Tot zulk een boekje kan een brief natuurlijk niet worden uitgebreid. En dus kan ik hier alleen zeggen, dat ik het met die Gereformeerde opvatting eens ben; en dan ook van oordeel ben, dat bij heel wat publieke diensten ook bij alle streven naar het zooveel mogelijk vrijhouden van den Zondag, toch niet alle werk op dien dag door het 4e gebod zou verboden zijn; ook niet alle werk bij de posterijen, daar dit vaak „noodzakelijk” is, vooral in groote gemeenten, voor medische hulp, voor justitie en politie, enz., en daar dit dan zoo geregeld kan worden, dat de Zondagsheiliging (waar het toch om te doen is, daar Zondagsrust op zichzelf nog volstrekt geen gehoorzaamheid aan het 4e gebod is) er voor de dienstdoende beambten niet onder lijdt.

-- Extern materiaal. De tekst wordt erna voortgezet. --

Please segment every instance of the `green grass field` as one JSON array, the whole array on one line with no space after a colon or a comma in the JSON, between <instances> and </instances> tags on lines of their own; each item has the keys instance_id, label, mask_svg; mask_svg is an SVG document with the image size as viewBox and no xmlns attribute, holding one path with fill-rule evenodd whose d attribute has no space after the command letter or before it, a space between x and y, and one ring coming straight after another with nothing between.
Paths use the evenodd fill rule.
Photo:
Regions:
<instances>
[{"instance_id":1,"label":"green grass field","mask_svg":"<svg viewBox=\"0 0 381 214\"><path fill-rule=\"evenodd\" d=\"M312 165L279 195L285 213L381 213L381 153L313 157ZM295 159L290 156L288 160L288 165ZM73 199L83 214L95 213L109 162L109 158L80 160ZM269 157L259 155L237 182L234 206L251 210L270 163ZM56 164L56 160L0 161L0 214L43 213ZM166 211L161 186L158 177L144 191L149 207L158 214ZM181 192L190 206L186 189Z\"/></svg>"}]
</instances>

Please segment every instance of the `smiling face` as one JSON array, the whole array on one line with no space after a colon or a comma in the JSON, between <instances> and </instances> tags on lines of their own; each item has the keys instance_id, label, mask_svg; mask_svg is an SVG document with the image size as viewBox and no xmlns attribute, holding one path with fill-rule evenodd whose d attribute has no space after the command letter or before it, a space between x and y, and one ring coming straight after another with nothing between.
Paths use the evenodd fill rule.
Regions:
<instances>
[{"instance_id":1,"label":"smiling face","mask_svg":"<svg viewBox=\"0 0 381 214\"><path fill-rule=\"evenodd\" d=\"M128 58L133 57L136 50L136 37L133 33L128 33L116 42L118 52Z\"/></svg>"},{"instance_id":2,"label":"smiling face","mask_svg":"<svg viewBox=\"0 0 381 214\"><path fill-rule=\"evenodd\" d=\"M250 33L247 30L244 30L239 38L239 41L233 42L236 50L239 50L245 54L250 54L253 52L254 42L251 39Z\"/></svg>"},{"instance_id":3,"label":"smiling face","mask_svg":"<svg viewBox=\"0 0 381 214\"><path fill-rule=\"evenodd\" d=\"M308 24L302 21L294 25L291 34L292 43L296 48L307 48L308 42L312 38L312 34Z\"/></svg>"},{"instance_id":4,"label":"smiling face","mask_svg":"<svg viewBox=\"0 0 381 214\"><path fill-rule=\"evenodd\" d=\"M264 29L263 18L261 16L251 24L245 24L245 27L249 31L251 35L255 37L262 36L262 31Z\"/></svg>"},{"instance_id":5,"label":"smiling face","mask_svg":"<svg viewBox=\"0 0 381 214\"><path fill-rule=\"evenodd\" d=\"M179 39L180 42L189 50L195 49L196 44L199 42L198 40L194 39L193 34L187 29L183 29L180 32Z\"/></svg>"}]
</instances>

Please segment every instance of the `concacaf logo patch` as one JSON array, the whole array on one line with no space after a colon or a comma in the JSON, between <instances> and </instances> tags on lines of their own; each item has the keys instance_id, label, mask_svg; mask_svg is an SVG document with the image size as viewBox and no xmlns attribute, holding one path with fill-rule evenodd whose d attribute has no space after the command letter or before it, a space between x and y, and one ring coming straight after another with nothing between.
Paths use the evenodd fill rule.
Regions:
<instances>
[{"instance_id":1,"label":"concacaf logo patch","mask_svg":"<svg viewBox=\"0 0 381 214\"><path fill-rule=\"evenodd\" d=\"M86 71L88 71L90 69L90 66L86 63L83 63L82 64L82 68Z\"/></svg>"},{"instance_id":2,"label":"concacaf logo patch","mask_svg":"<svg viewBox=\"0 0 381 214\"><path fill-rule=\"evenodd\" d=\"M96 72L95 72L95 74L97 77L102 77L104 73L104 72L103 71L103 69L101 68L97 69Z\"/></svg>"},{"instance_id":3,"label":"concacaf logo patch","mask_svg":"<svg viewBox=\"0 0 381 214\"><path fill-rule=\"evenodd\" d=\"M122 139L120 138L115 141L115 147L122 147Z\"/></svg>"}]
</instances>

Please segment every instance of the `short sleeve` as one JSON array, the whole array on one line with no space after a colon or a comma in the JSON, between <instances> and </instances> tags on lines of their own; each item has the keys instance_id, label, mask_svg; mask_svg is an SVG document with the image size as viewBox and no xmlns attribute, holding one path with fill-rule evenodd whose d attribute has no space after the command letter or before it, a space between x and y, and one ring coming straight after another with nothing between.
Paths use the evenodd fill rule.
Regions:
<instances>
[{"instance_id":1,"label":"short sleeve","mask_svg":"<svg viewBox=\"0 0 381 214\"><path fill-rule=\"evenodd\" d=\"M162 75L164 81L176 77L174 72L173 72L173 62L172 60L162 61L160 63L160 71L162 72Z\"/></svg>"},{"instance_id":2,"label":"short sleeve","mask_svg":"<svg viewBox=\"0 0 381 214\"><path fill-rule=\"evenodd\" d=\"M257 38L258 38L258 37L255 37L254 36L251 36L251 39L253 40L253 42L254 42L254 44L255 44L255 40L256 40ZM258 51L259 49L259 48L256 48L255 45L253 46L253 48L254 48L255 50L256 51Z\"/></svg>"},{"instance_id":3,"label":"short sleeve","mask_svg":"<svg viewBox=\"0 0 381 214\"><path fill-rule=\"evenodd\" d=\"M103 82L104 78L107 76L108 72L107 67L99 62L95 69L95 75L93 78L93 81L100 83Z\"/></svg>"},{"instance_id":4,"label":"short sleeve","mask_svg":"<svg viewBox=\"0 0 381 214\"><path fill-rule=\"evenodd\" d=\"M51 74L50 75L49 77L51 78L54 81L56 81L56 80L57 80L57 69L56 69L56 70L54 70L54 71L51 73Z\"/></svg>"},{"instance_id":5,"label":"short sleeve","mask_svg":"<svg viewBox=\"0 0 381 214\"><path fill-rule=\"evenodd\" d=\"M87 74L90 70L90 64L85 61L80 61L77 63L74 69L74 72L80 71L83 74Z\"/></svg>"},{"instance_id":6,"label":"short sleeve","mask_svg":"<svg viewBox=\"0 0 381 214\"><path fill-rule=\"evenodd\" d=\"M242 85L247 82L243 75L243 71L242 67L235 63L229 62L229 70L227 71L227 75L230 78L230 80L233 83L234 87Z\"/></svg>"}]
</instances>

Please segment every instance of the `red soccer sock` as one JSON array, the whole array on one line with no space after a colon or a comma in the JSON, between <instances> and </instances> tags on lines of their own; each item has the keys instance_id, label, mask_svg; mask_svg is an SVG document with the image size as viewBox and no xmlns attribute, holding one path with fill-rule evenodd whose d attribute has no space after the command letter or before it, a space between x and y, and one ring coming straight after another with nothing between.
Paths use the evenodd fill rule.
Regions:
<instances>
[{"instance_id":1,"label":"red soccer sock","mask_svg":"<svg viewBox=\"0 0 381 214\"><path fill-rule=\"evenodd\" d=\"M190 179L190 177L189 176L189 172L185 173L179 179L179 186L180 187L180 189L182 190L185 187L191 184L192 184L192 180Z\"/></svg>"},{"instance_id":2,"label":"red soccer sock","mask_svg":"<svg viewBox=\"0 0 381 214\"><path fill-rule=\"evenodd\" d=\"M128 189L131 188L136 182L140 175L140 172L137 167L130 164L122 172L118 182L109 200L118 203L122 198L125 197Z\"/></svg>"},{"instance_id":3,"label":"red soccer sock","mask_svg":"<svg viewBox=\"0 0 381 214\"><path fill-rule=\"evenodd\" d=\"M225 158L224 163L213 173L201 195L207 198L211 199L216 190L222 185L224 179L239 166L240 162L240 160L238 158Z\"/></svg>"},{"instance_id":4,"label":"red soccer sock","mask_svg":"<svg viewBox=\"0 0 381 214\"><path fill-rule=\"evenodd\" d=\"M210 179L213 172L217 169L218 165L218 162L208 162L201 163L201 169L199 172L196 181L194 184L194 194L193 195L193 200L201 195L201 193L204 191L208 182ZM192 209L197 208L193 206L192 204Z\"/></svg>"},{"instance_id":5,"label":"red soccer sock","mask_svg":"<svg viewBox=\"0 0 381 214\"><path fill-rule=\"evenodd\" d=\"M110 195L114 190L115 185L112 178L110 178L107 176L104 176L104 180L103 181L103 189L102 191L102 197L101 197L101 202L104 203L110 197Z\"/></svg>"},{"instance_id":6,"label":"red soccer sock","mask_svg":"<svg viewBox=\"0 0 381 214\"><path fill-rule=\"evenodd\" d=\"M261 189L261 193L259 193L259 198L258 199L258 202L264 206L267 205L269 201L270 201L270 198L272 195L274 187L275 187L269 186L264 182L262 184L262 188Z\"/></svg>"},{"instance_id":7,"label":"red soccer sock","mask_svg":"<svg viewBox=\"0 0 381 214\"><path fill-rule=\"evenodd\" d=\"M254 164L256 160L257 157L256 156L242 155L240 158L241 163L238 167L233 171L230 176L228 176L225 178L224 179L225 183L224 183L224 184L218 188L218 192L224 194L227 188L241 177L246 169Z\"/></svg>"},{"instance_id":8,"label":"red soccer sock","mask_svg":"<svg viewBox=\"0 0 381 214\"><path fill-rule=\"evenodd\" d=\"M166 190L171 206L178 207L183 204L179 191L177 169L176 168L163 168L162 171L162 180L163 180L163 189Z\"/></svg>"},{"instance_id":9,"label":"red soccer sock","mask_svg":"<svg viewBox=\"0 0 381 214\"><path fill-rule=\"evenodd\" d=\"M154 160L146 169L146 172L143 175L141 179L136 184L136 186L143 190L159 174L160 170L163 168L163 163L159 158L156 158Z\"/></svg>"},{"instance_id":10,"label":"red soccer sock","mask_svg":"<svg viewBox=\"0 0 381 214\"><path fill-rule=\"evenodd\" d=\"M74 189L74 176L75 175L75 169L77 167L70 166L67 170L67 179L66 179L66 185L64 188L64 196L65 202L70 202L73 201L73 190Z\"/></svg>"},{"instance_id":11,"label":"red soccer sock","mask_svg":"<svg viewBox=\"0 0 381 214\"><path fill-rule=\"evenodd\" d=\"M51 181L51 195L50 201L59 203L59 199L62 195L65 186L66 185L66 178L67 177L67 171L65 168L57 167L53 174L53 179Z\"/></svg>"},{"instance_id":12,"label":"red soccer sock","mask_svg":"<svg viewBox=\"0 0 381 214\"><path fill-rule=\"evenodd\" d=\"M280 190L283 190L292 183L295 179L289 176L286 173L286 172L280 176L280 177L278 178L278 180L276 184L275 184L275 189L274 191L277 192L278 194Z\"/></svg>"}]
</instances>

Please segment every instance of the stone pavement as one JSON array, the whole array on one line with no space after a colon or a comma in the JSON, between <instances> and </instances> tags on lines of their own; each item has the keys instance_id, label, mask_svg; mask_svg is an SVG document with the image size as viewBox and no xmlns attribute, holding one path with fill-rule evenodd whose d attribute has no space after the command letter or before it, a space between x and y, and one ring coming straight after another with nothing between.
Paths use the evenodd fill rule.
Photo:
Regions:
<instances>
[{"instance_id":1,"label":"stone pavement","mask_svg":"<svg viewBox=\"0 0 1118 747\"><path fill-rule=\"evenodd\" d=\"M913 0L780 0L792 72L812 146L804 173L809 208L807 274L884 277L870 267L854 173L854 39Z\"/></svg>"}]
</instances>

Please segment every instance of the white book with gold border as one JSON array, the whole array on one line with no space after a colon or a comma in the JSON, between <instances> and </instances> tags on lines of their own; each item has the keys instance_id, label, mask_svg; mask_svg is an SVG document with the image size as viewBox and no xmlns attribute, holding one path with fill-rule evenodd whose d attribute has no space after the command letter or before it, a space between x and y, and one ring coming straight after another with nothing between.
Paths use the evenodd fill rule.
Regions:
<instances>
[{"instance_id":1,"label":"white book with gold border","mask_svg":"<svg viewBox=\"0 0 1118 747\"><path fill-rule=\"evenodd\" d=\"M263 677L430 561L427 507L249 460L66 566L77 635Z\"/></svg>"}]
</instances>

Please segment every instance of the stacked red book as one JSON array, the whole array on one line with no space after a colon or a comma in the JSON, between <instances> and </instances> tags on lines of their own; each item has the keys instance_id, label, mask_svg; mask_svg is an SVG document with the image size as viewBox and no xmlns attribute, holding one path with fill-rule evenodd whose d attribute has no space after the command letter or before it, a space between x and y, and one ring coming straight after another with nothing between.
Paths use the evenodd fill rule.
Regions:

Dit nu is zeker niet het geval, wanneer die postdienst reeds ’s ochtends 8 uur is afgeloopen. Iets anders is het, wanneer ook gedurende dien geheelen dag dienstwerk gevorderd wordt, slechts met vrijlating van eenigen tijd voor kerkgang. Maar ook in zulke gevallen treedt b.v. de Amsterdamsche kerkeraad niet met censuur op, maar met onderwijzing en vermaning, de zaak verder aan de conscientie overlatende. M.i. terecht.

|53|

Ten slotte, wat den Doop der zeven kinderen betreft, deze moeten zonder twijfel geacht worden „zaad der kerk” en „kinderen des Verbonds” te zijn, en dus recht te hebben op den Christelijken Doop, die hun dan te bedienen is in de Geref. kerk, als de kerk waartoe het gezin behoort; waarbij dan echter de stipulatie, door het stellen en beantwoorden der Doopvragen, om genoegzamen waarborg te geven voor de opvoeding in en voor de Geref. Kerk, door den kerkeraad niet kan worden aangegaan met de ouders, daar deze nog geen van beiden tot eigen belijdenis kwamen, maar is aan te gaan met een Doopgetuige (één of meer), belijdend lid van eene onzer Geref. Kerken.

Wel kan dan daarbij aan de ouders worden toegestaan, de kinderen bij den Doop te geleiden of op de armen te dragen; en zelfs ook wel, de Doopvragen mede te beantwoorden; mits dan bij het doen der vragen uitdrukkelijk gezegd worde, waarom in dit geval een antwoord van de ouders voor de kerk niet volstaan kan, en dus een getuige noodig is.